Full Report
State-sponsored attackers joined by Chinese snoops and hackers-for-hire in latest round of economic penalties The Council of the European Union sanctioned Emennet Pasargad on Monday, a company used as a front for a series of Iranian cyberattacks.…
Analysis Summary
# Threat Actor: Emennet Pasargad
## Attribution & Identity
* **Identification:** Emennet Pasargad (also known as Emennet Pasargad Engineering Company).
* **National State Affiliation:** Iran.
* **Known Aliases:** Anzu, Anzu Team.
* **Associated Groups:** Linked directly to the Islamic Revolutionary Guard Corps (IRGC).
## Activity Summary
Emennet Pasargad is a Tehran-based front company responsible for high-profile cyberattacks and "hack-and-leak" operations aimed at Western interests. Recent activities highlighted by the Council of the European Union include:
* **Psychological Operations (2023-2024):** Retaliatory cyberattacks against the French magazine *Charlie Hebdo* and SMS-based threats in Sweden.

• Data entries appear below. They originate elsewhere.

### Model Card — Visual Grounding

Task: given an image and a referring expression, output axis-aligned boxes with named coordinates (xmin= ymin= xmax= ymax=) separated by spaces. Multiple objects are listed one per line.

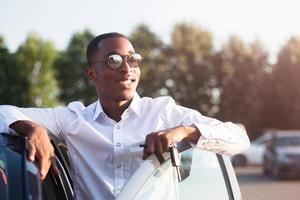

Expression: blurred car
xmin=0 ymin=134 xmax=242 ymax=200
xmin=231 ymin=132 xmax=272 ymax=166
xmin=0 ymin=133 xmax=74 ymax=200
xmin=263 ymin=131 xmax=300 ymax=178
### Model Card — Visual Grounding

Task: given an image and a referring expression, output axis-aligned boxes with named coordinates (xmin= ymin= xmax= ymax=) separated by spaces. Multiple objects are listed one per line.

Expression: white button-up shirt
xmin=0 ymin=94 xmax=249 ymax=200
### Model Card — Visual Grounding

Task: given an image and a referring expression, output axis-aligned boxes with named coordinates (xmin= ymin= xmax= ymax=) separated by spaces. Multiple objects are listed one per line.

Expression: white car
xmin=231 ymin=132 xmax=272 ymax=166
xmin=116 ymin=141 xmax=242 ymax=200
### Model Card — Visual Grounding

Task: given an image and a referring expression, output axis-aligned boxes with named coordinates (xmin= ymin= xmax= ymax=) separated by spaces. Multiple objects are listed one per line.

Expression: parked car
xmin=263 ymin=131 xmax=300 ymax=178
xmin=231 ymin=132 xmax=272 ymax=166
xmin=0 ymin=133 xmax=74 ymax=200
xmin=0 ymin=134 xmax=241 ymax=200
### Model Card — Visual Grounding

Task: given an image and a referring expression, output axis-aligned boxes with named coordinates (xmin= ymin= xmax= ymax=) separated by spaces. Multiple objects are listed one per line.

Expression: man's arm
xmin=143 ymin=101 xmax=250 ymax=159
xmin=10 ymin=120 xmax=54 ymax=180
xmin=0 ymin=105 xmax=67 ymax=179
xmin=143 ymin=126 xmax=201 ymax=159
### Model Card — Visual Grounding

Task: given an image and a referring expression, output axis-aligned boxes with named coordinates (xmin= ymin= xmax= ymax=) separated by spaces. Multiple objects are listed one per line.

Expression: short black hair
xmin=86 ymin=32 xmax=127 ymax=65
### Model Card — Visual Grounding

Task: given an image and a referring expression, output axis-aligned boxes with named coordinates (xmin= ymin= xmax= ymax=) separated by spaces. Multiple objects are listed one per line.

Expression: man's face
xmin=88 ymin=37 xmax=140 ymax=102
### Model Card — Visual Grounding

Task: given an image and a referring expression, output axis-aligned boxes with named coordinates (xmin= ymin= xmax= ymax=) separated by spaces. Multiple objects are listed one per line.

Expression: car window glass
xmin=134 ymin=149 xmax=229 ymax=200
xmin=26 ymin=162 xmax=41 ymax=199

* **Election Interference:** Attempted interference in the 2020 US elections and continued monitoring of US electoral systems.
* **Influence Operations (2024):** Compromising advertising infrastructure during the Paris Olympics to display propaganda.
## Tactics, Techniques & Procedures
* **Information Operations / Disinformation:** Creating spoofed media sites to spread anti-American propaganda and provoke heated political exchanges.
* **Hack-and-Leak:** Stealing sensitive subscriber databases (e.g., from *Charlie Hebdo*) and offering the data for sale on dark web forums to intimidate and harass.
* **Infrastructure Hijacking:** Compromising third-party SMS gateways to send mass threatening messages to a nation's citizenry.
* **Public Defacement:** Compromising digital advertising boards to display politically motivated propaganda.
* **Confidence Undermining:** Strategic targeting of election-related systems to reduce public trust in democratic security.
## Targeting
* **Sectors:** Media/Publishing, Government (Elections), Telecommunications (SMS services), and Public Information (Advertising/Signage).
* **Geography:** United States, France, Sweden, Israel, and various EU member states.
* **Victims:**
* *Charlie Hebdo* (Subscriber base)
* Sweden’s national SMS service infrastructure
* Paris 2024 Olympics advertising board operators
* United States 2020 election infrastructure and voters
## Tools & Infrastructure
* **Spoofed Domains:** Host fraudulent media outlets to disseminate propaganda (URLs not provided in source).
* **Dark Web Forums:** Utilized for leaking/selling stolen PII (Personally Identifiable Information).
* **SMS Gateways:** Hijacked Swedish service provider infrastructure used to send ~15,000 retaliatory messages.
## Implications
Emennet Pasargad represents a shift in Iranian cyber strategy toward "cognitive warfare." Their operations are not designed for traditional espionage (data theft for intelligence) but rather for public disruption, intimidation, and the undermining of democratic institutions. The actor's agility in responding to geopolitical events—such as religious protests or sports events—indicates a highly reactive and politically motivated operational mandate.
## Mitigations
* **Third-Party Risk Management:** Audit and secure third-party integration points, particularly for SMS and public-facing digital signage, to prevent unauthorized message distribution.
* **Election Security:** Implement rigorous monitoring of election-related infrastructure for reconnaissance or small-scale intrusions intended to damage public confidence.
* **Brand & Media Protection:** Media organizations should utilize heightened DDoS protection and robust database encryption/access controls to defend against hack-and-leak attempts.
* **Public Awareness:** Educate the public on "spoofed media" and disinformation tactics to build resilience against foreign influence operations.